Mrs May’s second eureka moment came during her much praised cabinet reshuffle where she took decisive steps to reverse the chronic under-naming of Jeremy Hunt. Mr Hunt entered number ten as the secretary of state for health and emerged as secretary of state for health and social care, a more than 30% increase in his job title.
Mrs May had been fully prepared to reward Mr Hunt for his efforts at the Department of Health with a promotion to the post of junior minister for business parks, but Mr Hunt declined the offer, gamely promising to stay on and steer his department through what promises to be a turbulent next few months. It was a brave decision, as anyone who’s ever led a corporate rebranding exercise will testify.

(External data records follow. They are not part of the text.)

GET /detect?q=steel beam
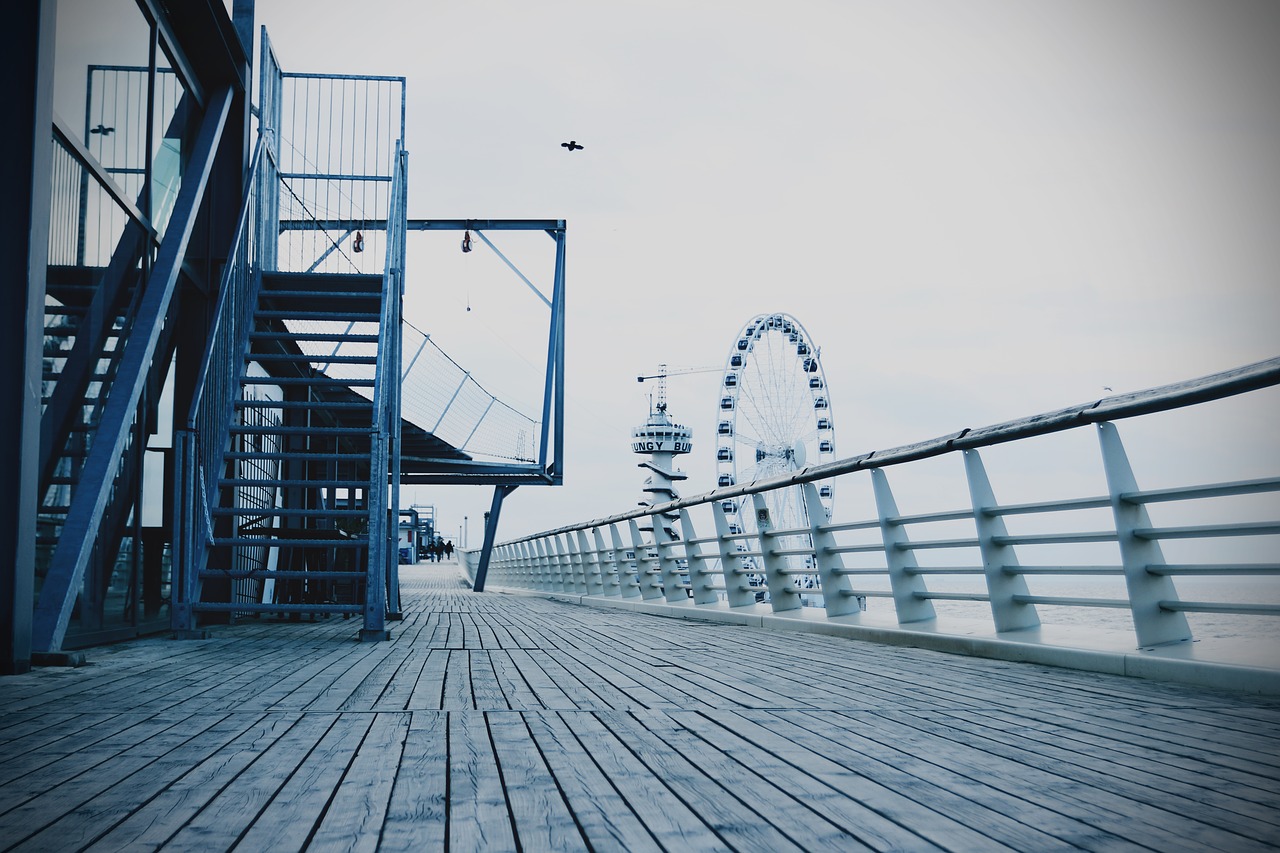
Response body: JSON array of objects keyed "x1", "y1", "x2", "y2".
[{"x1": 472, "y1": 485, "x2": 518, "y2": 592}]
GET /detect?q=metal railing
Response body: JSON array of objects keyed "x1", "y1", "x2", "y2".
[
  {"x1": 399, "y1": 322, "x2": 540, "y2": 464},
  {"x1": 471, "y1": 358, "x2": 1280, "y2": 676},
  {"x1": 172, "y1": 139, "x2": 265, "y2": 630},
  {"x1": 364, "y1": 139, "x2": 407, "y2": 632}
]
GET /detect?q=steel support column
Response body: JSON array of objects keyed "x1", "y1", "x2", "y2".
[
  {"x1": 472, "y1": 485, "x2": 517, "y2": 592},
  {"x1": 1, "y1": 0, "x2": 55, "y2": 674}
]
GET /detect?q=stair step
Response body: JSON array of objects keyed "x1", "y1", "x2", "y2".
[
  {"x1": 255, "y1": 310, "x2": 380, "y2": 322},
  {"x1": 218, "y1": 478, "x2": 370, "y2": 489},
  {"x1": 228, "y1": 425, "x2": 371, "y2": 436},
  {"x1": 198, "y1": 570, "x2": 367, "y2": 580},
  {"x1": 226, "y1": 451, "x2": 369, "y2": 462},
  {"x1": 191, "y1": 602, "x2": 363, "y2": 615},
  {"x1": 249, "y1": 353, "x2": 379, "y2": 365},
  {"x1": 251, "y1": 331, "x2": 380, "y2": 343},
  {"x1": 212, "y1": 507, "x2": 368, "y2": 517},
  {"x1": 234, "y1": 399, "x2": 372, "y2": 411},
  {"x1": 240, "y1": 376, "x2": 375, "y2": 387},
  {"x1": 261, "y1": 290, "x2": 382, "y2": 300},
  {"x1": 262, "y1": 271, "x2": 384, "y2": 290},
  {"x1": 211, "y1": 536, "x2": 368, "y2": 548}
]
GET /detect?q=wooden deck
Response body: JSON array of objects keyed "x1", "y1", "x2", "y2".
[{"x1": 2, "y1": 564, "x2": 1279, "y2": 852}]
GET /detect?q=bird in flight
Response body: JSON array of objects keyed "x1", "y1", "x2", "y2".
[
  {"x1": 90, "y1": 123, "x2": 115, "y2": 136},
  {"x1": 561, "y1": 140, "x2": 584, "y2": 151}
]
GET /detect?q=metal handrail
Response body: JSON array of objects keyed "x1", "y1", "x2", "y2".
[
  {"x1": 514, "y1": 356, "x2": 1280, "y2": 541},
  {"x1": 478, "y1": 358, "x2": 1280, "y2": 657},
  {"x1": 363, "y1": 140, "x2": 407, "y2": 627}
]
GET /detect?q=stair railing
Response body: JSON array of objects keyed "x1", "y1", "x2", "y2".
[
  {"x1": 362, "y1": 140, "x2": 407, "y2": 637},
  {"x1": 172, "y1": 138, "x2": 267, "y2": 634}
]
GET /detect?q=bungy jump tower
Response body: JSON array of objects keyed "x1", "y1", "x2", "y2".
[{"x1": 631, "y1": 384, "x2": 693, "y2": 541}]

Mr Hunt kept the media waiting a long time. Some speculated that Mrs May had forced him into a dance-off with business secretary Greg Clark for the health job, and that Mr Hunt only prevailed because he has better legs and tighter trousers than Mr Clark.
A more plausible theory is that keeping Mr Hunt waiting for hours in a draughty corridor before telling him that there was nothing really wrong with him and sending him home appealed to Mrs May’s keen sense of fun.
Mr Hunt certainly appeared to enjoy the joke. He left wearing his trademark expression of the cat who has been awarded distribution rights in perpetuity to the global cream franchise.
While the charade of the reshuffle was played out for the sake of the media, ordinary people were bearing the brunt of the crisis. Ordinary people like Simon, who hasn’t left his sixth floor flat in south London for weeks because he’s terrified of going down with something that could be bad for his career.
Simon and his flatmates, who also work as NHS managers, have chosen self-imposed quarantine rather than run the risk of catching a nasty cold from one of the many journalists who roam the area. “We’re going to wrap up warm and wait until it all blows over,” Simon said.
“We’re knitting bobble hats and eating Monster Munch. It’s great fun,” he added.
Think-tanks full to capacity
Elsewhere essential services are close to collapse. Frontline professionals at some of London’s major think-tanks are ending their shifts in tears as demand for thinking reaches unprecedented levels.
“We’re close to capacity already. Even if you gave us more thoughts, there’s nowhere we could put them,” said one.
Despite promises to “keep publishing the same thing over and over again” healthcare analysts privately doubt whether the think-tank sector can survive without massive further investment.
The prime minister confirmed that universal access to think-tanks was the government’s second highest priority after the 25-year target for a 5p charge on all new carrier bags.